空は晴れている。小さい雲が流れる。やっと春が来たようだ。
人のいない家には、人のいない匂いがして、ここに人がいないことを感じる。無を感じるというのだろうか。からだはこの部屋にいるのだが、死んだおじいさんとおばあさんの住んでいた家にお邪魔する。しばらく、本当の体はからっぽになる。留守にして、留守にお邪魔する。庭に木が植わっている。生垣が見える。ここがおじいさんがいた茶の間だ。悲しいというのではない。あそこには、おばあさんがぶつぶついいながら、家事をしていた。夏であり、台風が来ていた。こわかった。ドキドキした。おじいさんが、パッチ姿で、風呂から上がってきた。おじいさんの兵隊に行ったときの写真。美しい馬のようだ。限りなく限りなく夜は続いていくように思える。雨戸ががたがたする。わたしは弟と、お父さんの間で布団に入っていた。おじいさんは早く寝て、おじいさんと同じ空気を吸っているのだと思うと安心した。居間で母がテレビを見ている。風の音が鳴り、いやな気持ちになり、しばらく目を開けて天井の模様を見ていた。やがて眠った。
からだが半分くらい戻ってきてタバコを吸った。
このブログのコメントの仕方がちょっと変わりました。
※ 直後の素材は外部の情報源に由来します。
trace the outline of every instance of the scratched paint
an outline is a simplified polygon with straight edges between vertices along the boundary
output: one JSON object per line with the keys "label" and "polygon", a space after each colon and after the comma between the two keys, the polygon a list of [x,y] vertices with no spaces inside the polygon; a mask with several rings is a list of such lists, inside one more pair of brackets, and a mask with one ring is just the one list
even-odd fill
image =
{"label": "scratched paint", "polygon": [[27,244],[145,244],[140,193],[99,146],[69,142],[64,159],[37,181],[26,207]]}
スパムコメント対策のため詳しくいえませんが、書いてくださる方はこれから、ちょっとご注意ください。追記として…無事、ふたつの〆切もなんとかクリアできました。8月は忙しかったので今は放心状態。いしいしんじさんの『ぶらんこ乗り』はひさしぶりにドキドキ読んだ小説でした。いしいさんの『トリツカレ男』も読んでみましたが、『ぶらんこ乗り』の方が僕は好みです。